Hace bien poco, el entrenador ponía el grito en el cielo por la atmósfera dañina que el propio club generaba contra sí mismo y que perjudicaba seriamente al equipo. Una capacidad autodestructiva contra la que Herrera se propuso pelear no hablando de ella. Todo hasta que de repente, una tarde en Huelva, se desdijo y decidió participar abiertamente del maquiavélico juego, alimentándolo con unas declaraciones boomerang y cuyo eco durará tiempo.
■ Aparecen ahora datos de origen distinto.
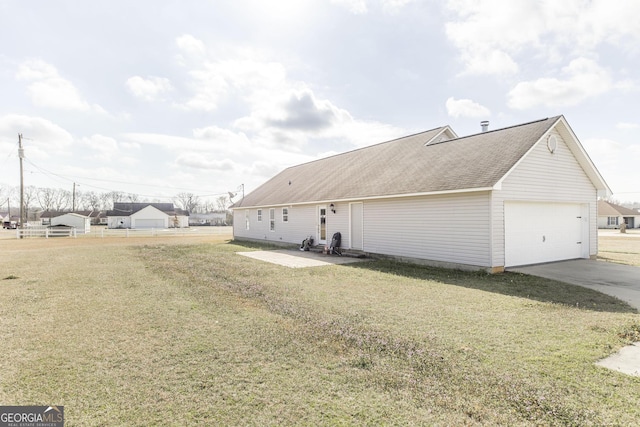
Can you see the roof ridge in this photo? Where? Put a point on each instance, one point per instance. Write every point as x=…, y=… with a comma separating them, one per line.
x=555, y=118
x=368, y=146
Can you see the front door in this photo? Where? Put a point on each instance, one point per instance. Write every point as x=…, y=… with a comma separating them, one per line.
x=322, y=224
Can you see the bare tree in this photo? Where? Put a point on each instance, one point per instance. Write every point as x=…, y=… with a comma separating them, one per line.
x=116, y=197
x=30, y=194
x=187, y=201
x=45, y=197
x=61, y=200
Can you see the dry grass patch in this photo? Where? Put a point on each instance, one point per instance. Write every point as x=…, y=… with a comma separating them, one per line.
x=623, y=249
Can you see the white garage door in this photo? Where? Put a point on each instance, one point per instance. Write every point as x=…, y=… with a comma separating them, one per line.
x=543, y=232
x=149, y=223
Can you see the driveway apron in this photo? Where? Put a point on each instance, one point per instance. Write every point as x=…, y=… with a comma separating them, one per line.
x=620, y=281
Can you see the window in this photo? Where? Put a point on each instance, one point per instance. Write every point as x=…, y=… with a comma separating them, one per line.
x=272, y=219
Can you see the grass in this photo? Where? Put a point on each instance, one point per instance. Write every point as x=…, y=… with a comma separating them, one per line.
x=185, y=332
x=620, y=248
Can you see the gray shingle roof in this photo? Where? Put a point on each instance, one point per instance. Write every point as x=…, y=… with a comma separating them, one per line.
x=403, y=166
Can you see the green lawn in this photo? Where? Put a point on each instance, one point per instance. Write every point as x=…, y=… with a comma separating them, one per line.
x=155, y=333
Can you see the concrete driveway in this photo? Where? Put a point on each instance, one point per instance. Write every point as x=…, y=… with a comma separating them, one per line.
x=620, y=281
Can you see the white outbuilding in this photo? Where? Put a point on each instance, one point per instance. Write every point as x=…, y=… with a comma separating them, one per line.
x=81, y=223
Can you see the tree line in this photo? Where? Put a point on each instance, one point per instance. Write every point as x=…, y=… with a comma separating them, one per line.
x=60, y=200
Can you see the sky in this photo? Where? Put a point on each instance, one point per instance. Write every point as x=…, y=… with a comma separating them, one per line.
x=162, y=97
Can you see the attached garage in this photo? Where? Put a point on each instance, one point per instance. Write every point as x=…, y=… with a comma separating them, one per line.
x=545, y=232
x=519, y=195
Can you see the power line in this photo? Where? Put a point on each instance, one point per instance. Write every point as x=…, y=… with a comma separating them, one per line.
x=71, y=179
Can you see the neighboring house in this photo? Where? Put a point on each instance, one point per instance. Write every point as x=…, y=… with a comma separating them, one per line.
x=81, y=223
x=96, y=217
x=146, y=215
x=611, y=215
x=209, y=218
x=520, y=195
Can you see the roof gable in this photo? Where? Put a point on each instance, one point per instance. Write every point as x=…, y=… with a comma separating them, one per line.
x=424, y=163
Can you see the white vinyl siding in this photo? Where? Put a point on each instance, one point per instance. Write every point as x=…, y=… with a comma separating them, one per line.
x=302, y=222
x=149, y=217
x=545, y=177
x=448, y=228
x=272, y=219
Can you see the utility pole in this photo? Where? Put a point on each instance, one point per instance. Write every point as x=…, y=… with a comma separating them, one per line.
x=21, y=156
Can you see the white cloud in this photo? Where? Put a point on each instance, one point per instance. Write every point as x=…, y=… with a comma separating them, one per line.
x=626, y=125
x=149, y=89
x=47, y=88
x=584, y=78
x=190, y=45
x=466, y=108
x=491, y=34
x=43, y=135
x=242, y=75
x=198, y=161
x=617, y=164
x=357, y=7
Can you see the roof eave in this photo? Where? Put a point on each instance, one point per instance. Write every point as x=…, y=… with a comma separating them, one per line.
x=358, y=199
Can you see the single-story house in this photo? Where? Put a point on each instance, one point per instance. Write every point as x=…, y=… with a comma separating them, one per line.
x=146, y=215
x=209, y=218
x=611, y=215
x=521, y=195
x=81, y=223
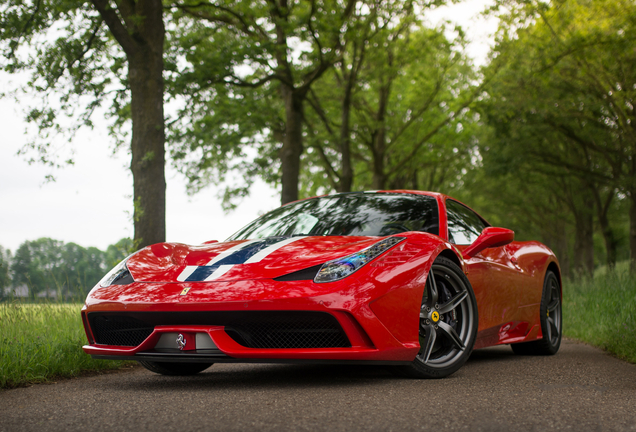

La confianza de Pitarch y Moisés en Herrera está resquebrajada desde hace tiempo. Como la fe del técnico en sus jefes. Razones tienen unos, porque el equipo no funciona, y argumentos tiene el otro, al que le ha ocurrido varias veces como a Felipe González, que se ha enterado de unas cuantas decisiones por la prensa. En lugar de firmar la paz hasta que los resultados y el dinero separen sus caminos, siguen jugando al gato y al ratón. Eso sí, Herrera ya no se calla. Ha salido de la madriguera.